They are an opportunity to step away from the to-do-list and think more strategically about what you’re trying to achieve, the impact the work is having and the priorities moving forward. One-to-ones provide a dedicated space for managers to help their team members develop and grow in their roles. They also strengthen working relationships and show your team members that you value and care about them.
When you are managing at a distance, these one-to-one meetings become even more important. You’re not working in the same office, so there’s less opportunity to pick up visual clues about team members progress, motivation and wellbeing. This makes the times you do interact one on one with your team even more important. And that means as a manager, you need to prepare and be on the ball during one-to-ones held by phone or by video call. You need to use these precious moments of connection to think strategically, practice valuable inter-personal skills and to spot issues before they become problems. So how can you ensure you make the best use of them?
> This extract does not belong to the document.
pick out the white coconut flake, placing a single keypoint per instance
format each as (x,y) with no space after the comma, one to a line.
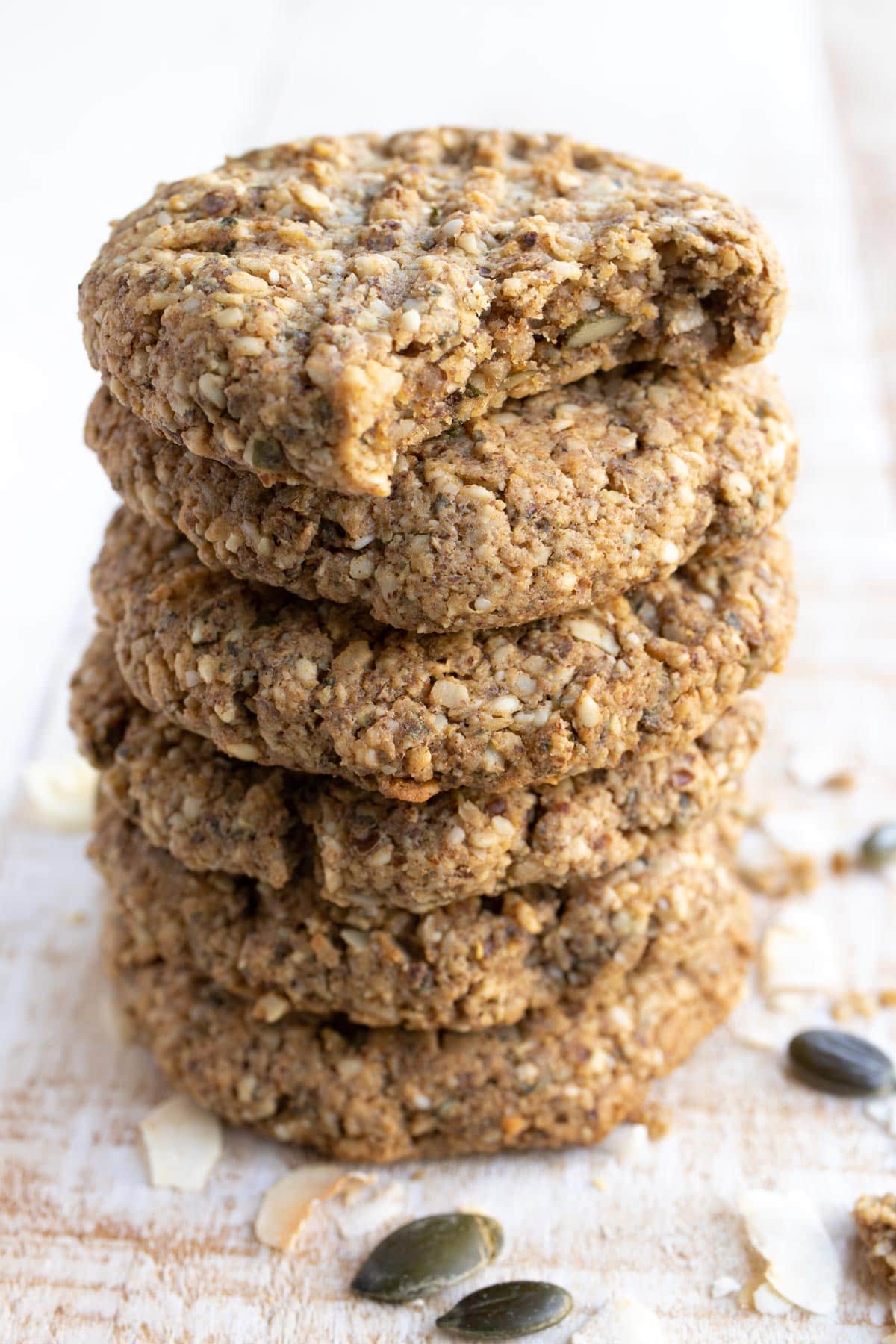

Set regular times in both of your calendars. The frequency will depend on how much help the team member needs. One-to-ones should be more frequent if the other person is new, taking on new challenges or experiencing change or challenge in their role. They should be more frequent when managing a distance than when you see the people you manage every day. Turn up on time and don’t cancel the virtual meeting unless absolutely necessary. If you need to reschedule, move it to the next day. By protecting the time you have together, you are showing that they are your priority, even if you can’t see them all the time.
You might have an agenda template for standing items you want to cover but the one-to-one is meant to be a discussion and the conversation should be flexible enough to accommodate whatever is important for you and them. Prepare discussion points in advance. Do you want to focus on anything in particular: their development, their wellbeing, their motivation? Ask your team member to add topics to the agenda that are most important to them.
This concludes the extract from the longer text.